Na decisão, o magistrado rejeitou os argumentos da defesa. Segundo ele, não há excesso de prazo, já que a instrução foi concluída na própria audiência e o processo aguarda apenas a apresentação dos memoriais. O juiz também entendeu que permanecem os requisitos para manutenção da prisão preventiva, destacando a gravidade do crime e a violência empregada na ação.

Relembre o caso

O crime ocorreu na noite do dia 26 de janeiro, no bairro Santa Bárbara, zona Leste de Teresina. Sebastião da Cruz Oliveira Gomes foi morto a facadas dentro da própria casa, na cozinha da residência da família.

O suspeito fugiu logo após o homicídio levando a motocicleta da vítima.

A investigação aponta que o crime foi motivado por uma discussão familiar. Segundo a Polícia Militar, as brigas eram constantes e, de acordo com familiares, o filho frequentemente pedia dinheiro ao pai para comprar drogas.

Perícia realizada no local constatou que a vítima sofreu golpes profundos no abdômen e nas costas, além de várias lesões no rosto.

Buscas e prisão

Após o crime, o suspeito foi localizado pela Polícia Militar no dia seguinte, quando trafegava em uma motocicleta. Ele desobedeceu à ordem de parada, caiu durante a fuga na BR-343 e escapou a pé para uma região de mata, onde permaneceu escondido.
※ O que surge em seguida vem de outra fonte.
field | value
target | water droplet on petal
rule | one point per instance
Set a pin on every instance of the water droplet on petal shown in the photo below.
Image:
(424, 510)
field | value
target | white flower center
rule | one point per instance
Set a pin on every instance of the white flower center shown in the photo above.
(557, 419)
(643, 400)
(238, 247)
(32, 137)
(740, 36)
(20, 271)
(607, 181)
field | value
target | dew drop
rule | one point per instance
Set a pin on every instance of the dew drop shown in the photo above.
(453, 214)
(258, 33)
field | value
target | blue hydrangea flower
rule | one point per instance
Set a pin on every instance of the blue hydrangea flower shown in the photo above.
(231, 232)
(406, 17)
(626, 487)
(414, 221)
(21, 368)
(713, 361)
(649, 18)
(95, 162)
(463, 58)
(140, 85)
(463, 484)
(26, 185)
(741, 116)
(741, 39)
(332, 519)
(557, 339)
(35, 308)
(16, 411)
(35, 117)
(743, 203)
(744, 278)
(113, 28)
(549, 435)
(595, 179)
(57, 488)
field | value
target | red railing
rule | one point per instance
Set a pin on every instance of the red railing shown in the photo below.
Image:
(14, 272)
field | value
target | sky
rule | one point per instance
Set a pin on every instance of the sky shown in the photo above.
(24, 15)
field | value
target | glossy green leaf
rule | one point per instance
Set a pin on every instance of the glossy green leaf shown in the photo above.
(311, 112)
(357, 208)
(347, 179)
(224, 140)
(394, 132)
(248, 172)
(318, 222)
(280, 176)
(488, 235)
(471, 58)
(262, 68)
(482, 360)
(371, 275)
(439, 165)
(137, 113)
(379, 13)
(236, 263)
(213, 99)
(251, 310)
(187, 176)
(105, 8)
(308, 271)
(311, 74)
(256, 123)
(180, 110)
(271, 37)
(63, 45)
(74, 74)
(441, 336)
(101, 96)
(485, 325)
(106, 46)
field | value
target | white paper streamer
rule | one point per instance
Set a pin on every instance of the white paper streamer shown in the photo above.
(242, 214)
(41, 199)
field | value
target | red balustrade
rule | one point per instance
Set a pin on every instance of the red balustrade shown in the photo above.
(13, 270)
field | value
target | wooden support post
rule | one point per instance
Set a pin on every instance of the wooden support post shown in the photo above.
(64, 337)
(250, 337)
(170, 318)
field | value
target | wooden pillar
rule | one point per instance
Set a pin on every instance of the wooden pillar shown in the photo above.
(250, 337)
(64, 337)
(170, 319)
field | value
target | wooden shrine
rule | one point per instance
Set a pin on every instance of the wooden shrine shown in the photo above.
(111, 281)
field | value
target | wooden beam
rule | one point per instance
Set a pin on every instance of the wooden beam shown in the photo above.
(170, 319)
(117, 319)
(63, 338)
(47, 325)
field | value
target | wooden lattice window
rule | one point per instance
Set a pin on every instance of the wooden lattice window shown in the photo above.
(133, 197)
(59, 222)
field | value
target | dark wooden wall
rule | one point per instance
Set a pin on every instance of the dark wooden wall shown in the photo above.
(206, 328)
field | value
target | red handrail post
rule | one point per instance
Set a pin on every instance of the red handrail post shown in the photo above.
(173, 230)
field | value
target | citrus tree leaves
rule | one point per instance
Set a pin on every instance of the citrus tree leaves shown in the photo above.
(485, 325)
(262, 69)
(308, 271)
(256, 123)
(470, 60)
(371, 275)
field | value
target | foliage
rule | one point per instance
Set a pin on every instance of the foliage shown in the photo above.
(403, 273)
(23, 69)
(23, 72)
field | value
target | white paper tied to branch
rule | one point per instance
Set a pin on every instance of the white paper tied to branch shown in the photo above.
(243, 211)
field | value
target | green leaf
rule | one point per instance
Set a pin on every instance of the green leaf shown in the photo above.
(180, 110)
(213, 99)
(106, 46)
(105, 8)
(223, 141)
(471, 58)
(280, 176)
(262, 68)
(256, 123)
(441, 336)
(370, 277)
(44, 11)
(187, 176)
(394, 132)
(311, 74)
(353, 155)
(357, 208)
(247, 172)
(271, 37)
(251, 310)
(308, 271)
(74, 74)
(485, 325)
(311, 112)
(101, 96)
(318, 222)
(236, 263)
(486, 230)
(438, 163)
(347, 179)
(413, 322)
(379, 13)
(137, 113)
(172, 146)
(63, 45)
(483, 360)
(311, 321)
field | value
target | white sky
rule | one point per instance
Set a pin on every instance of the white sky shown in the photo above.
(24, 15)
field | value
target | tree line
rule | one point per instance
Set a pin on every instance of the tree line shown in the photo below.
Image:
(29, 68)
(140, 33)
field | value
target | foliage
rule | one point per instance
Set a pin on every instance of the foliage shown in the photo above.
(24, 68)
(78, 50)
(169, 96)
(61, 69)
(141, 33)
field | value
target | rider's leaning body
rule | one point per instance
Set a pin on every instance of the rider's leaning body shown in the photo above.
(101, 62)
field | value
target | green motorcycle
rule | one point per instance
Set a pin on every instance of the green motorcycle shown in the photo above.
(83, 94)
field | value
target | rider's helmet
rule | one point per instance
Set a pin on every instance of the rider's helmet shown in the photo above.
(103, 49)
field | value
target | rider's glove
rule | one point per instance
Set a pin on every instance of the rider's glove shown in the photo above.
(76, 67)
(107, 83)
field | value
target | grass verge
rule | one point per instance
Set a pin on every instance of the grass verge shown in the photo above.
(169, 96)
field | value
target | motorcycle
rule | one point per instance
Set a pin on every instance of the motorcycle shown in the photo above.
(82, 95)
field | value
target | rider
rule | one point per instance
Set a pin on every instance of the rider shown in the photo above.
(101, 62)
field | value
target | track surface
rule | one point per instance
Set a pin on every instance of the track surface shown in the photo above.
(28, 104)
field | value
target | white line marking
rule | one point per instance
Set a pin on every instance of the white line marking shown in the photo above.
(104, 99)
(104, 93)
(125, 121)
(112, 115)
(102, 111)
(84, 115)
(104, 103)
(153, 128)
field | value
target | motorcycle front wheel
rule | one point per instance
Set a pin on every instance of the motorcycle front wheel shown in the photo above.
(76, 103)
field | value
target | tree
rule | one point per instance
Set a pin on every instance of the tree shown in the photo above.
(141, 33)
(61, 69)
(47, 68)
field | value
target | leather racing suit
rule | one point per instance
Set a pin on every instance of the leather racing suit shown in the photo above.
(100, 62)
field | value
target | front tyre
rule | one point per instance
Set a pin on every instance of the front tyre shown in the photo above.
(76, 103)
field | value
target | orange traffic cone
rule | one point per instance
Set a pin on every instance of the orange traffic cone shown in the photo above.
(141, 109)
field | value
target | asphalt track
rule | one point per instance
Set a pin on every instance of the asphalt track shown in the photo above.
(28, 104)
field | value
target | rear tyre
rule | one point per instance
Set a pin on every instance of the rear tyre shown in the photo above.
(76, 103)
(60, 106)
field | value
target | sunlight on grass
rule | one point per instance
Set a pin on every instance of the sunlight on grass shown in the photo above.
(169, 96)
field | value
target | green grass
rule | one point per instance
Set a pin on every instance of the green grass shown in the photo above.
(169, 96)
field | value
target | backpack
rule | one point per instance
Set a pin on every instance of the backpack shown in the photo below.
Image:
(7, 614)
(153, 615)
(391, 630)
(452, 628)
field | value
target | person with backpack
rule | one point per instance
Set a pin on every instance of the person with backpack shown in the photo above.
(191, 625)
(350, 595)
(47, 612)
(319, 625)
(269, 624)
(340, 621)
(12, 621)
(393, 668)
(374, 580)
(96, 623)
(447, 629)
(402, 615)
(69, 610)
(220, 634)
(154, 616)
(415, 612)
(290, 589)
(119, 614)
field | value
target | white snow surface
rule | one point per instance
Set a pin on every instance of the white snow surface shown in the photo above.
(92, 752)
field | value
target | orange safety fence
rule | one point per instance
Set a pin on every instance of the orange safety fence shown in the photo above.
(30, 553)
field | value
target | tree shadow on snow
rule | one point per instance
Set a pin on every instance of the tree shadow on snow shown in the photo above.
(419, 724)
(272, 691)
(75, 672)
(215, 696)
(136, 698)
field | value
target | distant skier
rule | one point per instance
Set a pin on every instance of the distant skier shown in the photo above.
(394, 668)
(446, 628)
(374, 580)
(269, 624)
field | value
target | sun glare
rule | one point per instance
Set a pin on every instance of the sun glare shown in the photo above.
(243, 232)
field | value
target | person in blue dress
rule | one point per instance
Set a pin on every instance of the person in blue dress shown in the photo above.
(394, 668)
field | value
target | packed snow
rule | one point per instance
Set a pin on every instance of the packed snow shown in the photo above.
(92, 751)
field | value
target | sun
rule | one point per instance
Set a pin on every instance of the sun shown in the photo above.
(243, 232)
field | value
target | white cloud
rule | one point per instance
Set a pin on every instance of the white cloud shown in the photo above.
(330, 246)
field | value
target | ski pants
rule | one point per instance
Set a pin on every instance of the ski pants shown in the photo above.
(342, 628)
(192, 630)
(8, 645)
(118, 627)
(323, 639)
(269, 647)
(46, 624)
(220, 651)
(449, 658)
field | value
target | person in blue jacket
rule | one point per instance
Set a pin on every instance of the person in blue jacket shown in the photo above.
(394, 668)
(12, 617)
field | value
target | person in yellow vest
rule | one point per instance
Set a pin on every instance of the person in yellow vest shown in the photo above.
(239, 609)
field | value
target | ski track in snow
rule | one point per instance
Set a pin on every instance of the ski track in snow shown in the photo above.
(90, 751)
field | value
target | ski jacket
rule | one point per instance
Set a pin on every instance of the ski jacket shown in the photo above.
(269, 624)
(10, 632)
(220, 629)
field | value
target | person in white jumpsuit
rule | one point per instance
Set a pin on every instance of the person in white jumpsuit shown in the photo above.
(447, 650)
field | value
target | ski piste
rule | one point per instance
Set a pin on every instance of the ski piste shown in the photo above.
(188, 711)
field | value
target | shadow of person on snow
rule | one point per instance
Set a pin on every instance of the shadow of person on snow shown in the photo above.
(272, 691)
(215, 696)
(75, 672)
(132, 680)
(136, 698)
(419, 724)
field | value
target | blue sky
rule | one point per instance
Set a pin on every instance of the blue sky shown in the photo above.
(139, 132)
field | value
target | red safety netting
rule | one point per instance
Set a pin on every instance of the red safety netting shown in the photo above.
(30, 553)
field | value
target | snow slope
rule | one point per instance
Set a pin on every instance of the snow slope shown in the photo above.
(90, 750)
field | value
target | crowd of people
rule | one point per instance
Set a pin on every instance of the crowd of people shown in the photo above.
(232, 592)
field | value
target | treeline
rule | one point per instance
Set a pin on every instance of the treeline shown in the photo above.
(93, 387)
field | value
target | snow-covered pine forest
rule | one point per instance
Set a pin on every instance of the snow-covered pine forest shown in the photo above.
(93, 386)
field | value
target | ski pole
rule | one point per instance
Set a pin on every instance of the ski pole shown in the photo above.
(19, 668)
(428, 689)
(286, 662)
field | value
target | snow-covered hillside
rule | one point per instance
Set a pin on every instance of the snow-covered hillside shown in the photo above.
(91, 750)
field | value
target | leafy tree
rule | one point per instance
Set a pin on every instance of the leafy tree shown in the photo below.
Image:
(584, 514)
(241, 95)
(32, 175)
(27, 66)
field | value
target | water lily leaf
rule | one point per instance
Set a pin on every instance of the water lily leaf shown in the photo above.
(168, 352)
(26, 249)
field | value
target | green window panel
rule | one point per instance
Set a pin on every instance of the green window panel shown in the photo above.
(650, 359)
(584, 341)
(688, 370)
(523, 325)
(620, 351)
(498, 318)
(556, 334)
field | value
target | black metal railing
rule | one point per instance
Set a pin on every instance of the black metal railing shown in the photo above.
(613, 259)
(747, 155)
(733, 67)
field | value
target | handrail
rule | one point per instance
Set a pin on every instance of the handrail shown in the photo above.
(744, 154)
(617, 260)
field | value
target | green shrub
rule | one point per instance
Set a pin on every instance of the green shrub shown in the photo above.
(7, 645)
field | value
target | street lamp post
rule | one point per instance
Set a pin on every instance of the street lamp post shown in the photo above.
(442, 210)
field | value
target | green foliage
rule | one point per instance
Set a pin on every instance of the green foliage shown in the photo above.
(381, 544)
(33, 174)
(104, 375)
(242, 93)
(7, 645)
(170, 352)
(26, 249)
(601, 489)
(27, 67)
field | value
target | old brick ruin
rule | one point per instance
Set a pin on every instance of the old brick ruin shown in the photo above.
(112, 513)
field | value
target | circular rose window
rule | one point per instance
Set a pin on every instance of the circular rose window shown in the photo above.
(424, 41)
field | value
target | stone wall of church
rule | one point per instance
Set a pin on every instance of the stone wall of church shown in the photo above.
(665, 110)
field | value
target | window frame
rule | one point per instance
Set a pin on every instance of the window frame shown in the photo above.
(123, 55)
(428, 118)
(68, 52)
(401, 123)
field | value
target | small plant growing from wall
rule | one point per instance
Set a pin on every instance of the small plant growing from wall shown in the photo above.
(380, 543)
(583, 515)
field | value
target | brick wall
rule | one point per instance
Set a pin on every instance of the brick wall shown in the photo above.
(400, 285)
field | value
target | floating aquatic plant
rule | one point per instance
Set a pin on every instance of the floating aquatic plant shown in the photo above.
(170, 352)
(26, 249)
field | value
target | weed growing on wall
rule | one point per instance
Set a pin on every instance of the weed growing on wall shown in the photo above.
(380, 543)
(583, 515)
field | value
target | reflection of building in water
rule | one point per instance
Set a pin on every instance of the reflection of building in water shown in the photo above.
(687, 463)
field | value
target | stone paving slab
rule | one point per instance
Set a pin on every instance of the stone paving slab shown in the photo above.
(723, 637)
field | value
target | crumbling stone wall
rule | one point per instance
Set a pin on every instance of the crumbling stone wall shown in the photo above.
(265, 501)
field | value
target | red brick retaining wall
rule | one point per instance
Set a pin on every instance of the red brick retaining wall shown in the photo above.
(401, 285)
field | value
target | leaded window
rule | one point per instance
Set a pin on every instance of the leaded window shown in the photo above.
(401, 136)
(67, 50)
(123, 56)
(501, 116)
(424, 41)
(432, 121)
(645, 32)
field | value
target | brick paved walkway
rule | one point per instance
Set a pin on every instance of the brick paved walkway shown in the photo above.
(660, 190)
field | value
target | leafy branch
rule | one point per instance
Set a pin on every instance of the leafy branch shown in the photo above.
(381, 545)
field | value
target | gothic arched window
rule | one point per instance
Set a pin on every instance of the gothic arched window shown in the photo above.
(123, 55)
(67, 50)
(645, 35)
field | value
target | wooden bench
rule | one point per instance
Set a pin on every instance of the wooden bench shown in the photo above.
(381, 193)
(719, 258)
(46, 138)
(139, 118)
Equipes da Força Tática, Rone e inteligência da PM realizaram buscas na região, especialmente em áreas onde ele tinha conhecimento por já ter trabalhado.

Dias depois, ele se apresentou em um posto da Polícia Rodoviária Federal, alegando fome e sede após passar dias escondido. No momento da entrega, estava sem roupas, estratégia que, segundo a polícia, pode ter sido usada para despistar cães farejadores.

Confessou ter furado os olhos do pai
Em depoimento ao Departamento de Homicídio e Proteção à Pessoa (DHPP), o acusado confessou o crime e descreveu a sequência de agressões.

Segundo o relato, ele iniciou o ataque com uma faca durante uma discussão com o pai. Mesmo após a vítima cair, continuou desferindo golpes, principalmente na região do tórax e do rosto.

O suspeito admitiu ainda que furou os olhos do pai de forma intencional. Após a faca quebrar, ele afirmou que utilizou uma pedra para atingir a cabeça da vítima.

De acordo com a polícia, a versão de legítima defesa apresentada pelo investigado não se sustenta diante dos elementos já reunidos, incluindo depoimentos de testemunhas que relatam conflitos frequentes motivados pelo uso de drogas.

Familiares e vizinhos já foram ouvidos, e os depoimentos integram o processo que será analisado durante a audiência marcada para julho.